From: Christoph Paasch cpaasch@openai.com
[ Upstream commit b0ac6d3b56a2384db151696cfda2836a8a961b6d ]
When removing a nexthop, commit 90f33bffa382 ("nexthops: don't modify published nexthop groups") added a call to synchronize_rcu() (later changed to _net()) to make sure everyone sees the new nexthop-group before the rtnl-lock is released.

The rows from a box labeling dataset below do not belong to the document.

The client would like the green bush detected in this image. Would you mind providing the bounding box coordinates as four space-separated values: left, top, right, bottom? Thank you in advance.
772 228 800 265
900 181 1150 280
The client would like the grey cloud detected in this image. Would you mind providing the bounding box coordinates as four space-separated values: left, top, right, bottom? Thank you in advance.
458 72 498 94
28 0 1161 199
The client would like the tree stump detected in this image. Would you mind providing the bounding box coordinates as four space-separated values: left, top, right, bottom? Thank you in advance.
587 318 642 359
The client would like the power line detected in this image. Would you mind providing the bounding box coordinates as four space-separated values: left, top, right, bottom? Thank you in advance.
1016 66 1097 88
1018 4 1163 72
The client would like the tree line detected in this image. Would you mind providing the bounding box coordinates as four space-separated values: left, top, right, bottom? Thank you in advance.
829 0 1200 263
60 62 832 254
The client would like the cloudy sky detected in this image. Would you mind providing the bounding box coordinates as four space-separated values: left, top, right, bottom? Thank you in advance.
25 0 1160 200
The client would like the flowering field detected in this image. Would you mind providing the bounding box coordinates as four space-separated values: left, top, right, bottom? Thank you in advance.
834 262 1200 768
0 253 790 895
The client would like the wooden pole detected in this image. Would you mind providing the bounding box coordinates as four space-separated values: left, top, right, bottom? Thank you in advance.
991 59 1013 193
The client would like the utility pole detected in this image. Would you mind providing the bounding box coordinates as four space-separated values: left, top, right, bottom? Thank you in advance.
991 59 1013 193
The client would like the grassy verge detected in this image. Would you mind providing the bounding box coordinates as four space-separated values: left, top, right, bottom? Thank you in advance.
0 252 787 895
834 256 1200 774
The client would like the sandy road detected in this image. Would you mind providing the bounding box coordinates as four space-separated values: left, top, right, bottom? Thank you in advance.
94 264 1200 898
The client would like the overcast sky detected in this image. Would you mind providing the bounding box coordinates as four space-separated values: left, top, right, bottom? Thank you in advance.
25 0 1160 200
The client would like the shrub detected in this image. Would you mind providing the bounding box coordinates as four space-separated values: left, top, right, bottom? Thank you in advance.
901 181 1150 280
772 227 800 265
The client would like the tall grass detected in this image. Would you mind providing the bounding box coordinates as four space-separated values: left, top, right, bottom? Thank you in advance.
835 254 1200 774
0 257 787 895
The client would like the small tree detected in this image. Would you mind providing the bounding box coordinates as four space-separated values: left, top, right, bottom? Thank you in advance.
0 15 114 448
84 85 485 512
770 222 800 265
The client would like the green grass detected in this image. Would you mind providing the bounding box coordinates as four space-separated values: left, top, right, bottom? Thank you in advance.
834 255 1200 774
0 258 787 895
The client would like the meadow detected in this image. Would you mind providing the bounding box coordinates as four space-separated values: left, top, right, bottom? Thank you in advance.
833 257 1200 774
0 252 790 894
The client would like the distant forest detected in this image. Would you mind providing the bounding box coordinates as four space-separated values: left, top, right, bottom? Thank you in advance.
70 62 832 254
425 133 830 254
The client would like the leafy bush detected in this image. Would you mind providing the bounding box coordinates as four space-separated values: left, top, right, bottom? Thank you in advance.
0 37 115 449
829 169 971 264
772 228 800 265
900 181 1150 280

When one wants to delete a large number of groups and nexthops, it is fastest to first flush the groups (ip nexthop flush groups) and then flush the nexthops themselves (ip -6 nexthop flush). As that way the groups don't need to be rebalanced.
However, `ip -6 nexthop flush` will still take a long time if there is a very large number of nexthops because of the call to synchronize_net(). Now, if there are no more groups, there is no point in calling synchronize_net(). So, let's skip that entirely by checking if nh->grp_list is empty.
This gives us a nice speedup:
BEFORE: =======
$ time sudo ip -6 nexthop flush Dump was interrupted and may be inconsistent. Flushed 2097152 nexthops
real 1m45.345s user 0m0.001s sys 0m0.005s
$ time sudo ip -6 nexthop flush Dump was interrupted and may be inconsistent. Flushed 4194304 nexthops
real 3m10.430s user 0m0.002s sys 0m0.004s
AFTER: ======
$ time sudo ip -6 nexthop flush Dump was interrupted and may be inconsistent. Flushed 2097152 nexthops
real 0m17.545s user 0m0.003s sys 0m0.003s
$ time sudo ip -6 nexthop flush Dump was interrupted and may be inconsistent. Flushed 4194304 nexthops
real 0m35.823s user 0m0.002s sys 0m0.004s
Signed-off-by: Christoph Paasch cpaasch@openai.com Reviewed-by: Ido Schimmel idosch@nvidia.com Reviewed-by: Nikolay Aleksandrov razor@blackwall.org Reviewed-by: Eric Dumazet edumazet@google.com Reviewed-by: David Ahern dsahern@kernel.org Link: https://patch.msgid.link/20250816-nexthop_dump-v2-2-491da3462118@openai.com Signed-off-by: Jakub Kicinski kuba@kernel.org Signed-off-by: Sasha Levin sashal@kernel.org ---
LLM Generated explanations, may be completely bogus:
YES
Why this is a good stable backport - Fixes a real, user-facing regression in large-scale environments: deleting many nexthops pays an O(N) cost from an unnecessary RCU grace period per nexthop. The commit message shows dramatic runtime reductions (minutes → seconds) for “ip -6 nexthop flush” on millions of nexthops. This is an operational pain point, not a micro- optimization. - Minimal, localized change with no functional/architectural impact: it only short-circuits a barrier when there is provably nothing to synchronize. No API changes, no behavior changes when cleanup is actually needed. - Preserves correctness: the synchronize call was introduced to serialize readers after updating a published group array (commit 90f33bffa382). Skipping it is safe when there were no group updates.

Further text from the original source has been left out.